Whilst there is a process for determining weaknesses in containment measures with internal API testing, it is not clear that this is prior to their implementation, and this does not cover other aspects of containment, such as securing model weights. Further, to improve, they should detail proof for why they believe the containment measures proposed will be sufficient to meet the KCI threshold, in advance.

Quotes:

“Where applicable, we also consider risks within the context of customer deployments. For example, because many of our users start building applications through our application programming interfaces (APIs) before moving to more advanced deployments, we extensively test and secure our APIs.
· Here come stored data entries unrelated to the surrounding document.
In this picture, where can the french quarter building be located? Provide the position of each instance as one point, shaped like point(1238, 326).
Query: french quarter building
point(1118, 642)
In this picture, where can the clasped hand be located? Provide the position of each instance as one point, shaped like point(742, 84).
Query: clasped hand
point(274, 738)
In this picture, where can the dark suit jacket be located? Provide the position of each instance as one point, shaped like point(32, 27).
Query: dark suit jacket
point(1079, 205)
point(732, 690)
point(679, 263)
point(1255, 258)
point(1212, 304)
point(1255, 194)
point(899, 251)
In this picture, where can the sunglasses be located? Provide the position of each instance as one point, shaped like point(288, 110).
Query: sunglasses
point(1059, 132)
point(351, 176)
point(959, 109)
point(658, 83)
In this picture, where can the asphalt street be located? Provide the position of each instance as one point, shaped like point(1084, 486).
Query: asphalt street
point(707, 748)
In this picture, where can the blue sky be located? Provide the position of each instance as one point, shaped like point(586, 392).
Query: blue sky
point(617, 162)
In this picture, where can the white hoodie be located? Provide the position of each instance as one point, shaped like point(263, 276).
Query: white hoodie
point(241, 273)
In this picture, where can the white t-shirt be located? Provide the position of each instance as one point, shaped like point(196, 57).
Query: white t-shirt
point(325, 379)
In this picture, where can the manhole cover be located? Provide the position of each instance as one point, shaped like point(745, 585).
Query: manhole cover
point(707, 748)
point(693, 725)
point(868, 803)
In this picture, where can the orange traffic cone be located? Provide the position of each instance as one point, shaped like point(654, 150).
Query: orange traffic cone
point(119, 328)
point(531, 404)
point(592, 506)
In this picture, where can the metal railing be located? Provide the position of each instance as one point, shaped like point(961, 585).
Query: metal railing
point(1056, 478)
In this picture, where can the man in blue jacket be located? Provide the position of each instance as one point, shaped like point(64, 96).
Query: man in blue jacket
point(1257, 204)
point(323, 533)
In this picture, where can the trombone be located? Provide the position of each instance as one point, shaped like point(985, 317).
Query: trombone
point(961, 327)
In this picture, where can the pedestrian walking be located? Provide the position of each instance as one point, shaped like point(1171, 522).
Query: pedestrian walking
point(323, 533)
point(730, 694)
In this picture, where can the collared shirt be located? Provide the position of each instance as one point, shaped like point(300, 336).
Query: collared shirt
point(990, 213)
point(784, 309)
Our API V2 underwent a heavy security design review before we made it available.” (p. 10)

3.1.1.3 Strong third party verification process to verify that the containment measures meet the threshold (100% if 3.1.1.3 > [60% x 3.1.1.1 + 40% x 3.1.1.2]) 10%

Whilst there is a process for determining weaknesses in containment measures, it is not clear that this is prior to their implementation. To improve, they should detail a process for third-parties to verify the case for why they believe the containment measures proposed will be sufficient to meet the KCI threshold, in advance.

Quotes:

“Prior to deployment, significant model releases undergo an independent third-party penetration test to validate the security of containers and models.” (p. 10)

“Independent third-party security
testing, e.g., penetration testing” (p. 13)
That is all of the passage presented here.